In the year that has passed since, the flower, a tubular pink deepening into a bluer hue at the petal tips, has often been on my mind. More accurately, the idea of the flower has occupied my thoughts. That we each have but a handful of chances to see it in our lifetimes is astonishing (and frightening) to me, and I am driven by a desire to know I have seen the flowers as much as a desire to actually sit among them for a minute. It’s an unexpected piece of luck that our trip coincides with the blooming – following their flowering season, the plants perish, leaving behind seeds for the next cycle.
Has the world ever felt as abundant or scarce as it does in the present day?
Maria Popova, a philosopher, observes that “We spend our lives trying to discern where we end and the rest of the world begins.” Little bridges the distance I feel between myself and the world like being in a dhak forest, a flooded rice field, or a tidepool rich with sea urchins. It’s always a relief to be subsumed into the whole again, to know each of us can belong to the world, outside of poems (where we are allowed sentimentality when couched in skill) and fairy tales (where we are offered dreams).
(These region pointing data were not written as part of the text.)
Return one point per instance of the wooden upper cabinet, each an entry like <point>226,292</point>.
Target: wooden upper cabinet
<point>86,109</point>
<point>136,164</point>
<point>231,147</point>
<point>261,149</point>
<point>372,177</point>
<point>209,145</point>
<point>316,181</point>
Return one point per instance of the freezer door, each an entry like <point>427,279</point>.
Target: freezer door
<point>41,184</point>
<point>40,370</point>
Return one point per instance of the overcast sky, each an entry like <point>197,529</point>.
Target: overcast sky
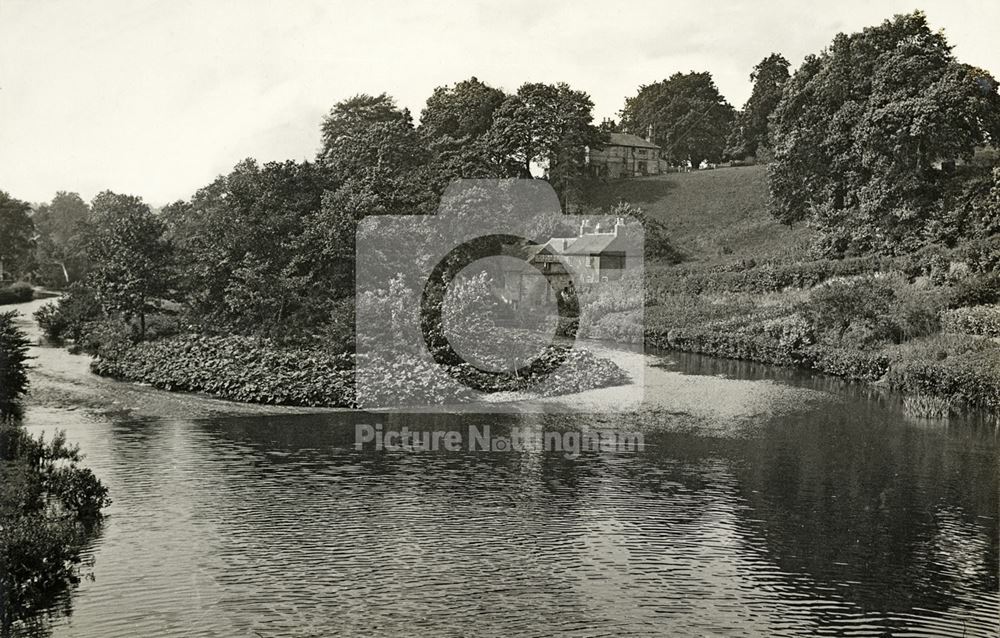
<point>156,98</point>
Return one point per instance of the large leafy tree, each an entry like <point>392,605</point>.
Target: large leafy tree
<point>250,268</point>
<point>861,127</point>
<point>369,132</point>
<point>17,237</point>
<point>688,116</point>
<point>133,263</point>
<point>462,111</point>
<point>61,227</point>
<point>455,126</point>
<point>550,125</point>
<point>749,136</point>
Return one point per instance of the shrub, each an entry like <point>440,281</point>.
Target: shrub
<point>70,316</point>
<point>47,505</point>
<point>964,369</point>
<point>13,365</point>
<point>18,292</point>
<point>927,406</point>
<point>977,290</point>
<point>976,320</point>
<point>862,303</point>
<point>235,368</point>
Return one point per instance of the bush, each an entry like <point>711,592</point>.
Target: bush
<point>750,277</point>
<point>977,290</point>
<point>861,303</point>
<point>70,317</point>
<point>19,292</point>
<point>977,320</point>
<point>235,368</point>
<point>964,369</point>
<point>13,365</point>
<point>47,505</point>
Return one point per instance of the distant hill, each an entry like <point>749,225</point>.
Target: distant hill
<point>712,216</point>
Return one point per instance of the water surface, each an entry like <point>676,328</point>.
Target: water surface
<point>766,503</point>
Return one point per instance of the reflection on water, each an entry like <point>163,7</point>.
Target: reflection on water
<point>766,503</point>
<point>835,519</point>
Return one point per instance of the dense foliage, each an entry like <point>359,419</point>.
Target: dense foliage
<point>866,133</point>
<point>17,238</point>
<point>62,250</point>
<point>750,134</point>
<point>17,292</point>
<point>47,500</point>
<point>13,365</point>
<point>688,117</point>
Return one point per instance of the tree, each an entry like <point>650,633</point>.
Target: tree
<point>463,111</point>
<point>455,127</point>
<point>132,260</point>
<point>17,237</point>
<point>547,124</point>
<point>688,116</point>
<point>61,226</point>
<point>750,133</point>
<point>369,132</point>
<point>250,264</point>
<point>860,128</point>
<point>13,365</point>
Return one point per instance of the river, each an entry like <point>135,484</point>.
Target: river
<point>767,502</point>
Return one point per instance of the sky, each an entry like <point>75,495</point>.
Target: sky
<point>156,98</point>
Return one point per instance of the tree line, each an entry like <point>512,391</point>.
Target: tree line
<point>854,138</point>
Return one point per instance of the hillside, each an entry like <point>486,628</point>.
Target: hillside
<point>713,215</point>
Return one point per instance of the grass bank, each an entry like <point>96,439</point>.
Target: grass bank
<point>925,325</point>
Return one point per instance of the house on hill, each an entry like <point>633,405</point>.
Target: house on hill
<point>625,155</point>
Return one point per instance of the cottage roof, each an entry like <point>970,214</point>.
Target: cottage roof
<point>597,244</point>
<point>627,139</point>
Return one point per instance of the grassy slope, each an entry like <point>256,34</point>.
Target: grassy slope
<point>715,215</point>
<point>721,216</point>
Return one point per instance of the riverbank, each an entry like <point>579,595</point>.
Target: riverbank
<point>914,338</point>
<point>925,324</point>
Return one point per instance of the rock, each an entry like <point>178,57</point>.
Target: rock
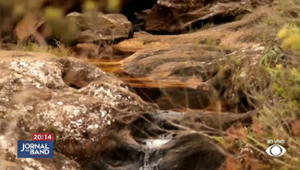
<point>181,16</point>
<point>28,28</point>
<point>177,70</point>
<point>102,27</point>
<point>68,97</point>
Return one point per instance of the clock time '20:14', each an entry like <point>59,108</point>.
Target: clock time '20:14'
<point>42,136</point>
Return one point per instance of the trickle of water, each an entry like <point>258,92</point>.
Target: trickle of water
<point>146,165</point>
<point>150,147</point>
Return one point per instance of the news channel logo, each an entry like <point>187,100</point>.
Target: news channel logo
<point>275,150</point>
<point>41,146</point>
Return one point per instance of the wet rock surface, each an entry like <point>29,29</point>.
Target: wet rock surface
<point>41,92</point>
<point>157,100</point>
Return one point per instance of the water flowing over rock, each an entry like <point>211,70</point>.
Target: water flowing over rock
<point>75,100</point>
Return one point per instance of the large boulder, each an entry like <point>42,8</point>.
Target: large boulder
<point>65,96</point>
<point>101,27</point>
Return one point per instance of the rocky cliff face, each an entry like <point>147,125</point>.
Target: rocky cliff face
<point>154,85</point>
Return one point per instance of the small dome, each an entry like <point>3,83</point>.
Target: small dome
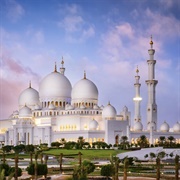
<point>95,107</point>
<point>109,112</point>
<point>93,125</point>
<point>176,127</point>
<point>164,127</point>
<point>29,96</point>
<point>138,126</point>
<point>51,107</point>
<point>125,109</point>
<point>37,107</point>
<point>55,86</point>
<point>15,112</point>
<point>25,112</point>
<point>84,91</point>
<point>82,106</point>
<point>71,107</point>
<point>2,138</point>
<point>151,124</point>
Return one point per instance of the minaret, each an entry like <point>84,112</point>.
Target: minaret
<point>137,99</point>
<point>62,69</point>
<point>151,85</point>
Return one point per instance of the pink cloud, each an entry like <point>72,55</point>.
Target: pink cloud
<point>14,79</point>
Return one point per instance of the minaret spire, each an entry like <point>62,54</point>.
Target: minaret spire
<point>137,99</point>
<point>55,67</point>
<point>151,85</point>
<point>84,74</point>
<point>29,84</point>
<point>62,69</point>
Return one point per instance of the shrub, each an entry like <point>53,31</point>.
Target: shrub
<point>5,167</point>
<point>12,170</point>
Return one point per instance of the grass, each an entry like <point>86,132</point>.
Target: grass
<point>91,154</point>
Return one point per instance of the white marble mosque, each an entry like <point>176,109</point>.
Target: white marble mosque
<point>59,110</point>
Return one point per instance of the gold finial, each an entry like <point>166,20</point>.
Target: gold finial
<point>62,62</point>
<point>29,84</point>
<point>151,42</point>
<point>84,74</point>
<point>55,68</point>
<point>137,70</point>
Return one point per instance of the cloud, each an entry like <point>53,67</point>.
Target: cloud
<point>14,78</point>
<point>76,27</point>
<point>14,10</point>
<point>166,27</point>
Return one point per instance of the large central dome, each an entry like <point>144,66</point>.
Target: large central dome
<point>55,87</point>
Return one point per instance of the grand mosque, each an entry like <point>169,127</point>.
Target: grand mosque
<point>59,110</point>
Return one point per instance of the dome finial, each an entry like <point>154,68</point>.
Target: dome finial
<point>151,42</point>
<point>55,68</point>
<point>62,62</point>
<point>137,70</point>
<point>84,74</point>
<point>29,84</point>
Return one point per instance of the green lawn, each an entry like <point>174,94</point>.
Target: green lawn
<point>86,154</point>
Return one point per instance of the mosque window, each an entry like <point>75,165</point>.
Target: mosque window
<point>56,104</point>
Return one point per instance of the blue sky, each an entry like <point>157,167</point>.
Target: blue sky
<point>106,38</point>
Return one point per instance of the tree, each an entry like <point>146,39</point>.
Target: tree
<point>152,155</point>
<point>30,149</point>
<point>142,141</point>
<point>161,155</point>
<point>107,170</point>
<point>126,165</point>
<point>162,140</point>
<point>158,168</point>
<point>146,156</point>
<point>176,167</point>
<point>89,166</point>
<point>124,141</point>
<point>41,169</point>
<point>4,167</point>
<point>60,161</point>
<point>13,169</point>
<point>17,149</point>
<point>171,139</point>
<point>80,142</point>
<point>5,150</point>
<point>79,157</point>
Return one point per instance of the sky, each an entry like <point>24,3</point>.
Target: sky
<point>106,38</point>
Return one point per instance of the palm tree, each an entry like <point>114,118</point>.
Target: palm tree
<point>126,165</point>
<point>80,160</point>
<point>30,149</point>
<point>60,161</point>
<point>158,168</point>
<point>124,141</point>
<point>17,149</point>
<point>80,142</point>
<point>171,139</point>
<point>162,140</point>
<point>35,167</point>
<point>5,149</point>
<point>142,141</point>
<point>177,167</point>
I come from a similar climate to the one I find in the Coorg monsoon. The flora is, for the most part, known to me. The rain, heavy, mercurial, and insistent, is the soundtrack memories of my childhood are set to. I am no stranger to unusual, seasonal blooms – the gloriosa superba and the dragon stalk yam are common monsoon phenomena in my home state, Goa. And I have long loved the sweet taste of rain-spurred mushrooms. In the span of a few days, Coorg’s ecosystem feels familiar to me. Robin Wall Kimmerer, a botanist, explains that such accelerated processing can be due to “…early experience [attuning] the brain to certain stimuli, so that they are processed with greater speed and certainty, so that they can be used again and again, so that we remember.” When I shut my eyes, the Coorg I remember is an expanse of green whose hues have been heightened by the rain. When I shut my eyes, Goa is the same – a verdant canvas stretching out to the horizon. I have probably conflated the two more than is fair, but the satisfying tension between the known and the unexplored that I find in those two weeks in Coorg comes from a deep sense of recognition – one rain-weathered being greeting another.